Elizabeth Capell, Countess of Essex was an English noblewoman, the daughter of Algernon Percy, 10th Earl of Northumberland. She was the wife of Arthur Capell, 1st Earl of Essex. Elizabeth was the subject of a portrait by court painter Sir Peter Lely.

Family

Lady Elizabeth was born on 1 December 1636 at Petworth Manor, Sussex, England, one of the five daughters of Algernon Percy, 10th Earl of Northumberland by his first wife, Lady Anne Cecil. She had one older surviving sister, Anne who married Philip Stanhope, 2nd Earl of Chesterfield. Her paternal grandparents were Henry Percy, 9th Earl of Northumberland, known by his sobriquet of The Wizard Earl, and Dorothy Devereux, the sister of Robert Devereux, 2nd Earl of Essex.
Elizabeth's maternal grandparents were William Cecil, 2nd Earl of Salisbury and Lady Catherine Howard. When Elizabeth was just a year old, her mother died; her father married secondly in 1642, Lady Elizabeth Howard. Elizabeth had a younger half-brother from her father's second marriage, Joceline Percy, 11th Earl of Northumberland.

Marriage and issue

On 19 May 1653 at Petworth, Elizabeth married Arthur Capell, 2nd Baron Capell of Hadham. On 20 August 1661, he was created Viscount Malden and the first Earl of Essex by King Charles II of England; Elizabeth was henceforth styled as the Countess of Essex. The marriage produced one surviving son and a daughter:
In 1672, Elizabeth's husband was made a Privy Counsellor, and appointed Lord Lieutenant of Ireland. He was dedicated to stamping out English corruption in Ireland; one of his many acts was to prevent Phoenix Park in Dublin from being granted to King Charles's former mistress Barbara Villiers who had been promised the Park as well as the fertile lands surrounding it as a gift from the king. In point of fact, it was due to the Earl of Essex that Phoenix Park continues to exist in the 21st century.
In 1677, the Essexes returned to England; in 1679, the Earl was appointed First Lord of the Treasury.

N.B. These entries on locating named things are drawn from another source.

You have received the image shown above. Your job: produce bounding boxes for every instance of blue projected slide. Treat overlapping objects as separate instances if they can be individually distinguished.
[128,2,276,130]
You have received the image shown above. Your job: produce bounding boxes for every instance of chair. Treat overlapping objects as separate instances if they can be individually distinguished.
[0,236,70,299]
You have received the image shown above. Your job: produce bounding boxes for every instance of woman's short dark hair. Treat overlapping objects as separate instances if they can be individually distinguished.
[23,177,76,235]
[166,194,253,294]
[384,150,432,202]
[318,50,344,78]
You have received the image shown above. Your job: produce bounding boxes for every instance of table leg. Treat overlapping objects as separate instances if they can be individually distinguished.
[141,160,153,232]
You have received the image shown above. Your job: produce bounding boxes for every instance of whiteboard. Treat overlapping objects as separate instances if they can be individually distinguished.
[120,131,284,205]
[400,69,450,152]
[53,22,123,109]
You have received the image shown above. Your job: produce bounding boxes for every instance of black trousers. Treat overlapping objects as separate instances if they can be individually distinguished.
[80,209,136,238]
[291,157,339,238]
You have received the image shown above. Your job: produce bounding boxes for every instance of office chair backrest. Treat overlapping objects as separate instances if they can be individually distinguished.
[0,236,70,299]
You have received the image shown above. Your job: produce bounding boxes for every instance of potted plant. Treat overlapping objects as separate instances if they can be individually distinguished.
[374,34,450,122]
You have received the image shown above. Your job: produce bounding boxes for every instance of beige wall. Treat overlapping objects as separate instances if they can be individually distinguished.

He was implicated in the Rye House Plot in June 1683 and sent to the Tower of London. It was there on 13 July 1683 that he committed suicide by cutting his own throat, leaving Elizabeth a widow at the age of forty-six. She never remarried.

Death

She died on 5 February 1718, and was buried in Watford, Hertfordshire.

Art

Elizabeth Percy was the subject of a portrait by the celebrated court painter, Sir Peter Lely. It was painted in 1653, the year of her marriage, when she was sixteen years old.